The European Banking Authority called Wednesday upon banks to better take into account climate-related risks when setting their business goals and strategies.
The EBA, which is responsible for setting the rules for regulating and supervising banks in EU countries, issued a report on environmental, social and governance (ESG) risks.
ESG criteria are used to measure the impact and sustainability of companies and a growing number of investors are requiring commitments.
In its report, the EBA said both regulators and financial institutions need to explicitly take into consideration ESG risks.
‘The management of ESG risks by institutions, in addition to the incorporation of ESG risks in supervision should, in an initial stage, give particular prominence to climate-related and broader environmental risks,’ said the EBA.

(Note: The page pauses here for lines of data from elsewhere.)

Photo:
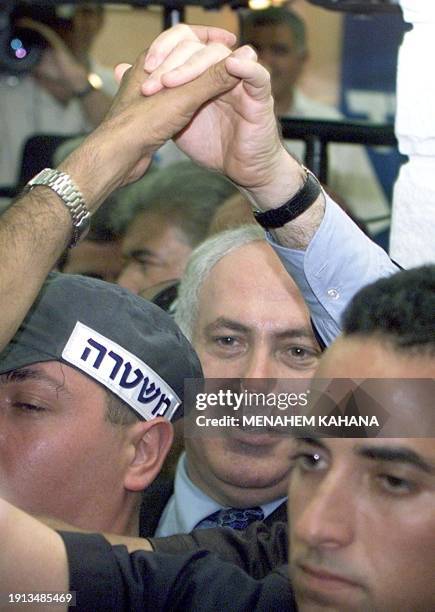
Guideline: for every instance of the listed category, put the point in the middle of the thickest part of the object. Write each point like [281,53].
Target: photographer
[65,93]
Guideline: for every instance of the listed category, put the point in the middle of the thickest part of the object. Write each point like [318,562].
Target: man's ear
[151,442]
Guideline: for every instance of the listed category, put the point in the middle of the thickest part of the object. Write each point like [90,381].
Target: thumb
[212,83]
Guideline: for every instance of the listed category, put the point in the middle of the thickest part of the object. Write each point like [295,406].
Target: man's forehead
[361,447]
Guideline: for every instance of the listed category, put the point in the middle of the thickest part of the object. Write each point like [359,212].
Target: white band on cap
[120,371]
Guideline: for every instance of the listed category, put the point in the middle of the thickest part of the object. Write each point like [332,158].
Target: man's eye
[29,407]
[395,485]
[302,356]
[225,341]
[308,462]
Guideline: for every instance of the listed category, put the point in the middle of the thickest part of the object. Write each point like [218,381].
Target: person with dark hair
[279,36]
[399,309]
[343,554]
[66,93]
[166,215]
[340,491]
[389,322]
[86,405]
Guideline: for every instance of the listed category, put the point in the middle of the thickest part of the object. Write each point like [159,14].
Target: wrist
[286,176]
[84,83]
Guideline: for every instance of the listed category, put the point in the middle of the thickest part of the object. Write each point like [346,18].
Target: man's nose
[258,364]
[327,520]
[131,278]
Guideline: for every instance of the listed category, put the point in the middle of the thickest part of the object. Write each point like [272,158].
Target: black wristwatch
[299,203]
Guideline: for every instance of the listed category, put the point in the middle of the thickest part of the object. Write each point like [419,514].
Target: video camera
[21,48]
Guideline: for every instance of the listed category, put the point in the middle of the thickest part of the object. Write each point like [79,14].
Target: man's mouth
[318,579]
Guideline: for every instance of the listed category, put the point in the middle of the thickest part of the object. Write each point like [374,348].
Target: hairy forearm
[286,177]
[32,556]
[96,105]
[33,234]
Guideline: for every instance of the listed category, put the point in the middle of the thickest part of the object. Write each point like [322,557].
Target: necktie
[236,518]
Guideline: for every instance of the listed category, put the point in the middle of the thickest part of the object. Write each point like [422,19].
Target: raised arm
[327,255]
[37,228]
[32,557]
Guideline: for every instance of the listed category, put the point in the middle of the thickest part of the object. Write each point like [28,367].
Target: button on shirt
[189,505]
[338,262]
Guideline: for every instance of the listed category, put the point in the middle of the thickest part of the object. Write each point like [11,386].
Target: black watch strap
[303,199]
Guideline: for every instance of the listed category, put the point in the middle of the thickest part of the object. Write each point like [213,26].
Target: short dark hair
[275,16]
[183,192]
[399,309]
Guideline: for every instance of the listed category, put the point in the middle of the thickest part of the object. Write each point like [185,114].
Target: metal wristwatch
[70,195]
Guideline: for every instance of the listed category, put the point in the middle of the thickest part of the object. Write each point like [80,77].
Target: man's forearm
[33,234]
[96,105]
[32,556]
[286,178]
[131,543]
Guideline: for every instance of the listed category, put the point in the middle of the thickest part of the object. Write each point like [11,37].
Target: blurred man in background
[65,93]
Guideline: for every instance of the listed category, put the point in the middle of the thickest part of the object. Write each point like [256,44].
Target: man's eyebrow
[227,323]
[25,374]
[141,253]
[312,441]
[298,332]
[396,454]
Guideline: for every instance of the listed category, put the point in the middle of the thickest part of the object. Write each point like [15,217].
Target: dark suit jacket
[157,496]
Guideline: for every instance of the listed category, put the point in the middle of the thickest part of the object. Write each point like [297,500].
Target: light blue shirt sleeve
[338,262]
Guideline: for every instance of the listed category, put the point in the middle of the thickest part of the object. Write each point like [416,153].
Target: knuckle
[218,75]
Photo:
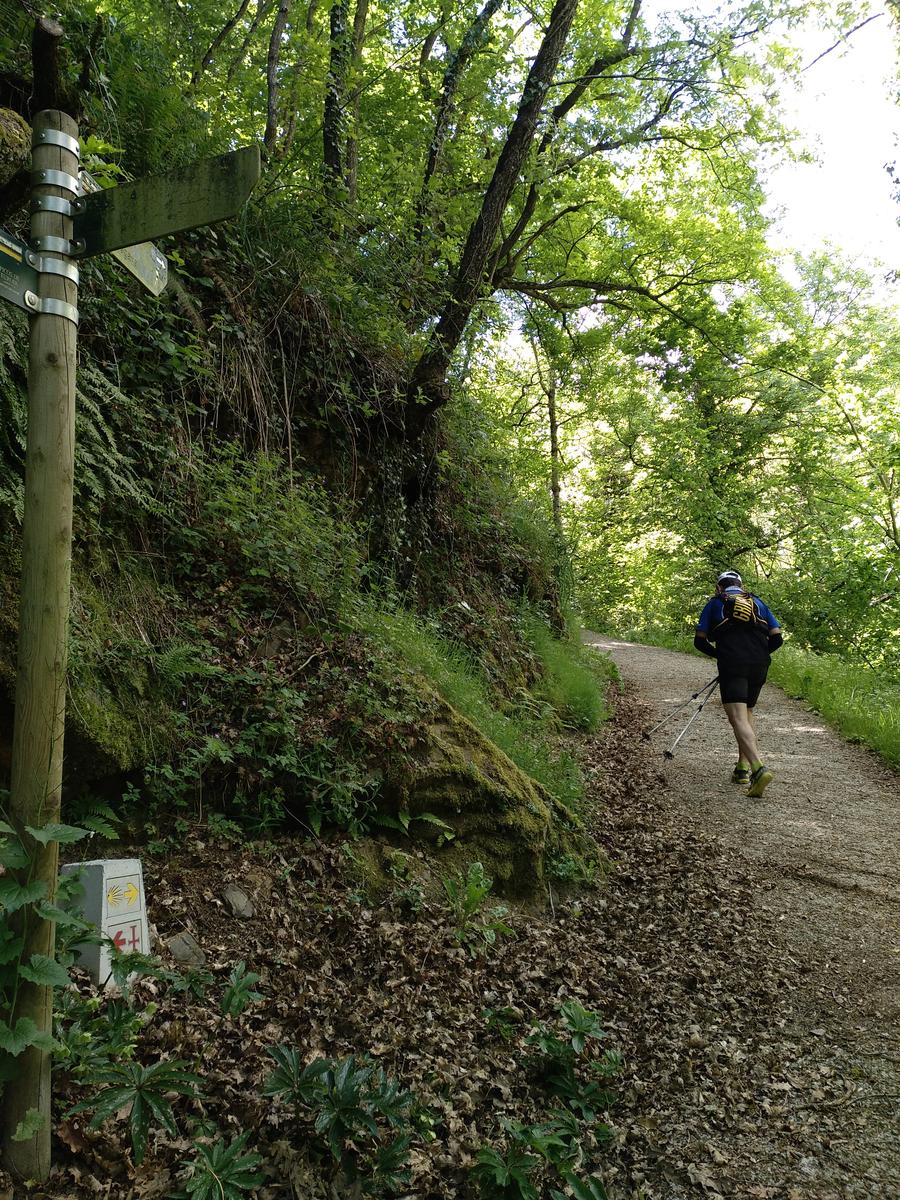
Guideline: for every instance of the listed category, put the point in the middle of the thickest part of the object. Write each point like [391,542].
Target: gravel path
[821,853]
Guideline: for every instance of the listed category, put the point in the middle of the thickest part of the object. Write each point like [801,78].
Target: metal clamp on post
[58,245]
[55,179]
[55,138]
[53,267]
[55,204]
[46,305]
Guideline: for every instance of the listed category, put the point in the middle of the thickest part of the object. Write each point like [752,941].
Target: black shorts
[742,683]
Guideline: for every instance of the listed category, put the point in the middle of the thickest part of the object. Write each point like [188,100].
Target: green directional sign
[197,195]
[144,261]
[18,280]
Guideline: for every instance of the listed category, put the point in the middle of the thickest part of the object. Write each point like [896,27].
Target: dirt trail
[821,849]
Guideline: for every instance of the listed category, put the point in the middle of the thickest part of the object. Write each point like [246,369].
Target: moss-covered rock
[15,144]
[497,814]
[115,718]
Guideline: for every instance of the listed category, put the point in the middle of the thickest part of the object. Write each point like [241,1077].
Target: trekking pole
[648,733]
[670,753]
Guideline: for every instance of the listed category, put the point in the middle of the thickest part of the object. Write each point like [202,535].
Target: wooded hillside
[497,348]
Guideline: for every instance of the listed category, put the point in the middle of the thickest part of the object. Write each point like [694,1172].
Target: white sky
[846,113]
[849,117]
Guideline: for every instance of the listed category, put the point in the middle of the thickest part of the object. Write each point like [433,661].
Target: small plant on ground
[141,1093]
[239,990]
[562,1061]
[508,1176]
[221,1170]
[477,927]
[363,1117]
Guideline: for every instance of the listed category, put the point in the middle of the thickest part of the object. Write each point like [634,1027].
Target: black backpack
[741,611]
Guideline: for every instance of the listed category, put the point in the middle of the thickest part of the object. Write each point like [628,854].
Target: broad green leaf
[57,832]
[19,1037]
[46,971]
[15,897]
[30,1125]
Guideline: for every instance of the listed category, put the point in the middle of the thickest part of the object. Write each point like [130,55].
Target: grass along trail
[813,994]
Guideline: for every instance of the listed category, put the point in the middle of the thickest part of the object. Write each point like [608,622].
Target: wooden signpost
[42,279]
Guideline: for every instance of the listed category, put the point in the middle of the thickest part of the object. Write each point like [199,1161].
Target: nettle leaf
[61,916]
[13,855]
[30,1125]
[10,946]
[23,1035]
[45,971]
[13,897]
[57,832]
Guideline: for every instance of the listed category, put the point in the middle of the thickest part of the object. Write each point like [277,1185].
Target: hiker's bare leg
[743,729]
[743,761]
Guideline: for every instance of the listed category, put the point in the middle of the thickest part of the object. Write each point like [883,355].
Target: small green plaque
[16,276]
[201,193]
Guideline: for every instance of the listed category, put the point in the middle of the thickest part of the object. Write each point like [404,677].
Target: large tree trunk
[551,393]
[474,37]
[334,121]
[427,384]
[359,36]
[271,73]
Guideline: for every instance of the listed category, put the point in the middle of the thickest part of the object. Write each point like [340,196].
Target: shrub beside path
[816,862]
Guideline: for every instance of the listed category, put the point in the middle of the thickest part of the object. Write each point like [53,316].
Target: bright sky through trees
[846,111]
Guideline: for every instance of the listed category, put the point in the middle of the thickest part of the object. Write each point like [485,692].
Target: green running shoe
[760,780]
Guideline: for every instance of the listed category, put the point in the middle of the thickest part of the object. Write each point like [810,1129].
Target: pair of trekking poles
[707,691]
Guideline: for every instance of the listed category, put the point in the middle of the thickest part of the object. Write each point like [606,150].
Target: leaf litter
[725,1089]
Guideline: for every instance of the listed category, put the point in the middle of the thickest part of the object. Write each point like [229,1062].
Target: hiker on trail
[745,634]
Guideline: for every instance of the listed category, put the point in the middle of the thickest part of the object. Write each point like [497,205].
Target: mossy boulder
[114,719]
[15,144]
[498,815]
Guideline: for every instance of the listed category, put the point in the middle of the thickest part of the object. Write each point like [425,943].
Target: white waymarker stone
[114,903]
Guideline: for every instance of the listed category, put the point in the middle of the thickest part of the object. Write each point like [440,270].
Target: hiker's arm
[702,643]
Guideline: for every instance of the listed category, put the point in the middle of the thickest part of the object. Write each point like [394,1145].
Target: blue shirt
[737,642]
[714,611]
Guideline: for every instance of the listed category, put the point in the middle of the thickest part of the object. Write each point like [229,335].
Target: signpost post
[42,279]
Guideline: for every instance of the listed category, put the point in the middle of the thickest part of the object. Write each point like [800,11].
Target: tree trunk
[42,651]
[271,73]
[217,41]
[551,393]
[468,47]
[359,36]
[334,121]
[427,384]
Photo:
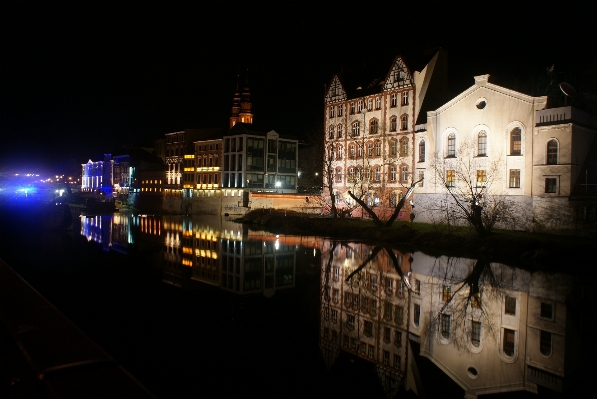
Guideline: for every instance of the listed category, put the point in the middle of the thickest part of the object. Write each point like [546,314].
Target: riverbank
[531,251]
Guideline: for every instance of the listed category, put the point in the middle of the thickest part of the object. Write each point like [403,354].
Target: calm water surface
[189,304]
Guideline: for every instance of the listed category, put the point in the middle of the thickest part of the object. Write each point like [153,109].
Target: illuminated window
[393,148]
[404,147]
[476,333]
[545,343]
[481,178]
[450,178]
[515,141]
[416,314]
[445,320]
[510,305]
[508,343]
[482,144]
[546,310]
[404,173]
[514,178]
[404,122]
[551,185]
[446,293]
[451,145]
[356,129]
[373,126]
[552,152]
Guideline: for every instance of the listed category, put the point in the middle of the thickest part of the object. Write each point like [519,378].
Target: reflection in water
[206,249]
[490,328]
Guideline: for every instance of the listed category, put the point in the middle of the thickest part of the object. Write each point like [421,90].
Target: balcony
[555,116]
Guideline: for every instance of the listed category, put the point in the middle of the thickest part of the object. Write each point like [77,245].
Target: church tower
[241,104]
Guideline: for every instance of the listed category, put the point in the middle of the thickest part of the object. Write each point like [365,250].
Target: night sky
[81,78]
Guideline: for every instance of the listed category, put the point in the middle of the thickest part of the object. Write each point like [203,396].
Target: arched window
[515,141]
[552,152]
[339,175]
[404,147]
[373,126]
[482,144]
[451,145]
[404,173]
[392,173]
[404,122]
[356,129]
[393,124]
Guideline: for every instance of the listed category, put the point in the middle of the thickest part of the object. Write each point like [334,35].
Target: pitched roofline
[483,81]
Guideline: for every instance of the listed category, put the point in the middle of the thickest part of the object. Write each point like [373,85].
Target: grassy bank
[533,251]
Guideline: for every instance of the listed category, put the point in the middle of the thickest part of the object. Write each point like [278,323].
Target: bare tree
[472,184]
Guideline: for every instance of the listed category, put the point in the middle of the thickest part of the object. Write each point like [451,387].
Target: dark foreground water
[200,305]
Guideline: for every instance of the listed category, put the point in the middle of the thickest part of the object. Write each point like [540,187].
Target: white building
[369,129]
[505,143]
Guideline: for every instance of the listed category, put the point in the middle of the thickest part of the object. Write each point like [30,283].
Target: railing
[565,114]
[49,356]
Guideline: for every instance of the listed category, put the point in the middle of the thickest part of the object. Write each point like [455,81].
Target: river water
[192,304]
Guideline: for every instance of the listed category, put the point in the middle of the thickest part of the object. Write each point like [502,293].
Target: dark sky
[79,78]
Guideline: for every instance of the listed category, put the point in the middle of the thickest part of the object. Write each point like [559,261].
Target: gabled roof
[373,80]
[398,76]
[482,81]
[336,91]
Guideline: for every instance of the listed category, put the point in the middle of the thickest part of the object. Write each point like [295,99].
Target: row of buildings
[207,170]
[385,132]
[489,327]
[382,133]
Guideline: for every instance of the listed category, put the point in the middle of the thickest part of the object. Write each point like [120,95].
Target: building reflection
[219,252]
[491,328]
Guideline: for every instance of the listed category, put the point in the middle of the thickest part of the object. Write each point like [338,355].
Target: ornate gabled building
[500,143]
[369,129]
[241,105]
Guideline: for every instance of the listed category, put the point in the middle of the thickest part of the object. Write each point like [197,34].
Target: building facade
[502,144]
[369,131]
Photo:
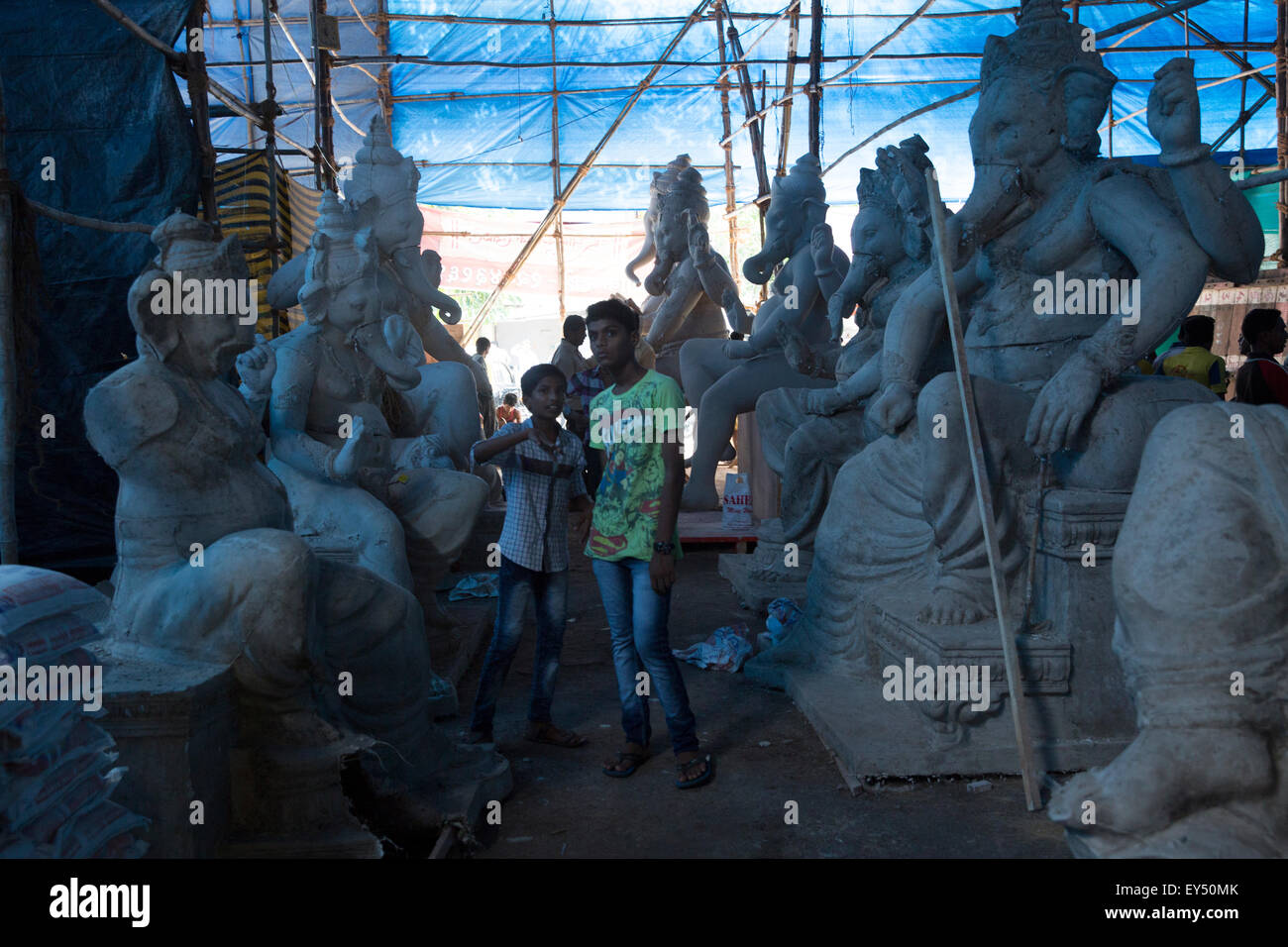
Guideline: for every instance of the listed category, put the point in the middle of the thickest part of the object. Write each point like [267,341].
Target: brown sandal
[552,735]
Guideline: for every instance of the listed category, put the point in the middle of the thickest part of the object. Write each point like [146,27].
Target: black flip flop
[698,781]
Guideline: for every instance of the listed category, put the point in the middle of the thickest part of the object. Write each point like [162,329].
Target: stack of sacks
[55,763]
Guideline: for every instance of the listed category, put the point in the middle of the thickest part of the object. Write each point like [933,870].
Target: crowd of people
[619,495]
[1260,380]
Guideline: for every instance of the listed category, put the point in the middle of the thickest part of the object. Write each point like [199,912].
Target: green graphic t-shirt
[631,429]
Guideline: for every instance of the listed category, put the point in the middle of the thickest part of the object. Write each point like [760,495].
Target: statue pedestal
[172,725]
[764,577]
[1078,710]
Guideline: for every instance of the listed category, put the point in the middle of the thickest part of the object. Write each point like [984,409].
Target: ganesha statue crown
[380,170]
[1043,46]
[339,253]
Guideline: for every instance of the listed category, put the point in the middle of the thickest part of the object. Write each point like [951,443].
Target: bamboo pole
[172,55]
[1192,26]
[730,189]
[8,361]
[785,134]
[815,80]
[1282,120]
[944,256]
[583,170]
[901,120]
[198,97]
[755,128]
[554,162]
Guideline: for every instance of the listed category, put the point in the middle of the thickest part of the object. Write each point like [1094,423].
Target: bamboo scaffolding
[198,97]
[730,188]
[677,21]
[1225,50]
[583,170]
[983,497]
[815,80]
[755,129]
[785,133]
[554,161]
[8,360]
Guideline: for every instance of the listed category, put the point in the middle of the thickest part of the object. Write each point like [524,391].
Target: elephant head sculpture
[1042,97]
[671,228]
[340,290]
[205,344]
[661,184]
[382,193]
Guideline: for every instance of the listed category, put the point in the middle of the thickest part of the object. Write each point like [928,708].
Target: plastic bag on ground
[725,650]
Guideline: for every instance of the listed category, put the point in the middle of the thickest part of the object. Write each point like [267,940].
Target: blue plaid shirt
[540,482]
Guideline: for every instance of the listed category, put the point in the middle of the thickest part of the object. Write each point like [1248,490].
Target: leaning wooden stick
[945,254]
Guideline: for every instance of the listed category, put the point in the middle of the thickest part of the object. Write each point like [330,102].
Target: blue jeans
[549,590]
[636,620]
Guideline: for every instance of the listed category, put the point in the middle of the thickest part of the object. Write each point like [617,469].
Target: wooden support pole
[384,85]
[171,55]
[554,162]
[785,133]
[944,256]
[730,191]
[1180,14]
[815,80]
[580,174]
[8,361]
[755,129]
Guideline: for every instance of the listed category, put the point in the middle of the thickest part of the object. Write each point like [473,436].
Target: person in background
[1192,356]
[1261,379]
[542,480]
[639,424]
[583,389]
[567,356]
[507,412]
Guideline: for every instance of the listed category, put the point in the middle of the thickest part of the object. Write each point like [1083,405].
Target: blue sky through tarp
[510,129]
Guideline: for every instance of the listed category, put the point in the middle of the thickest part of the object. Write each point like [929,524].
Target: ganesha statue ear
[1086,99]
[159,333]
[815,213]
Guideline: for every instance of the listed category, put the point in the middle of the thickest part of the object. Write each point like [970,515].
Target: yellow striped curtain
[241,192]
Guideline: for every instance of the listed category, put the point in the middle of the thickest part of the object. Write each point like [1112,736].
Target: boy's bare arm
[488,447]
[662,565]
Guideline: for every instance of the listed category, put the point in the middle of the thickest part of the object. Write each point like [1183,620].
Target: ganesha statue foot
[699,495]
[957,603]
[1162,776]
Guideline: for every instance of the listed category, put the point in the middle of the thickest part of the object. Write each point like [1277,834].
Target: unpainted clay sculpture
[395,502]
[724,379]
[210,571]
[1202,634]
[452,390]
[687,283]
[1047,379]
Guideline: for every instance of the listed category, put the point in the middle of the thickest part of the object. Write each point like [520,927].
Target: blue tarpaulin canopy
[477,106]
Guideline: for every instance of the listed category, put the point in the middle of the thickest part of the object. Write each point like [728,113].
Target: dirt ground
[767,753]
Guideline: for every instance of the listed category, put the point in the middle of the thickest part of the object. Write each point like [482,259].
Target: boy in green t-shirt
[639,424]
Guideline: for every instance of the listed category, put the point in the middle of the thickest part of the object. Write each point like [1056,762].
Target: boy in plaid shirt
[541,464]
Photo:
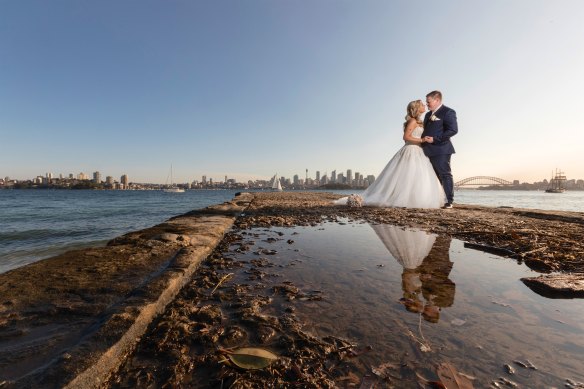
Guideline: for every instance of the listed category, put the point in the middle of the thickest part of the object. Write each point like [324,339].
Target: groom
[439,125]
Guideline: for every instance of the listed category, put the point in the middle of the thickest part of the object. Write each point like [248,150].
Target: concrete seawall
[69,320]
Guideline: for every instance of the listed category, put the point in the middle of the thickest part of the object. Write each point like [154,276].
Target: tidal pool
[420,300]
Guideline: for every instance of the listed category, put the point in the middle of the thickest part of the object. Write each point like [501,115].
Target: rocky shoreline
[73,319]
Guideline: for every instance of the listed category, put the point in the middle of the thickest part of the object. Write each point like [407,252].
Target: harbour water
[37,224]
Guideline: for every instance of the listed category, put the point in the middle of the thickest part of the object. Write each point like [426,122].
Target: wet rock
[557,286]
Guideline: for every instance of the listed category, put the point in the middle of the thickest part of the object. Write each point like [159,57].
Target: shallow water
[453,305]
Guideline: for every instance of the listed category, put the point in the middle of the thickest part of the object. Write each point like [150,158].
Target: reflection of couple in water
[426,266]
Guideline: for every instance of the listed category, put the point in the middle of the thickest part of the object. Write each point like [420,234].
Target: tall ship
[557,183]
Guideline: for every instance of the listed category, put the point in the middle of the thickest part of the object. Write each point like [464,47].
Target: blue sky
[252,88]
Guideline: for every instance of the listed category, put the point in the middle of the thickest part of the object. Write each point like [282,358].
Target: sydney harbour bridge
[481,181]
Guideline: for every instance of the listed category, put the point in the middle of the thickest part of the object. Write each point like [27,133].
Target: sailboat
[276,186]
[173,188]
[557,183]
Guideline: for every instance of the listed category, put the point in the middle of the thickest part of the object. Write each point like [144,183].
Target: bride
[408,180]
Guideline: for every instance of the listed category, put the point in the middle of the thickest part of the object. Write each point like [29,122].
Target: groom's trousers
[441,165]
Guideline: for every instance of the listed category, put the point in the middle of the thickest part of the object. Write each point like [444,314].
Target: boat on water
[557,183]
[276,185]
[172,188]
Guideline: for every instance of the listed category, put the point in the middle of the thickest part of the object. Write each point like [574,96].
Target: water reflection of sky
[481,317]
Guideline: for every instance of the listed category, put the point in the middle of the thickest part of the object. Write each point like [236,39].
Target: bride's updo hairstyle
[412,110]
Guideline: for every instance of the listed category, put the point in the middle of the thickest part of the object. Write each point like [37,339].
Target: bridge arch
[480,181]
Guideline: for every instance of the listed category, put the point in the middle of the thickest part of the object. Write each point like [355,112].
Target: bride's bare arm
[411,124]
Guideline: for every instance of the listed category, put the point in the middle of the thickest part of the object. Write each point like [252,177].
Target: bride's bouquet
[354,201]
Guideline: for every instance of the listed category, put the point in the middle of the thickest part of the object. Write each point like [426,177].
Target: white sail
[276,183]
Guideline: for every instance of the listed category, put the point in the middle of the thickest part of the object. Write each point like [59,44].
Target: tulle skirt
[408,180]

It urged financial institutions to incorporate ESG risks when setting business strategies, and to extend the time horizon for strategic planning to 10 years and test the resilience of strategies to different scenarios.
The EBA also urged banks to set and disclose their ESG risk-related strategic objectives, including any related performance indicators.
The authority called on banking regulators in EU countries to look at ESG risks when they assess the business models of banks, and urged them to extend the time horizon for review to 10 years.
The EBA carries out annual ‘stress tests’ of European banks to evaluate whether they would be able to withstand adverse events.
Last month it released the results of a pilot review of the climate risks of banks, which found the need for a harmonised approach and common metrics to address and mitigate potential disruptive impacts upon lenders from environmental risks.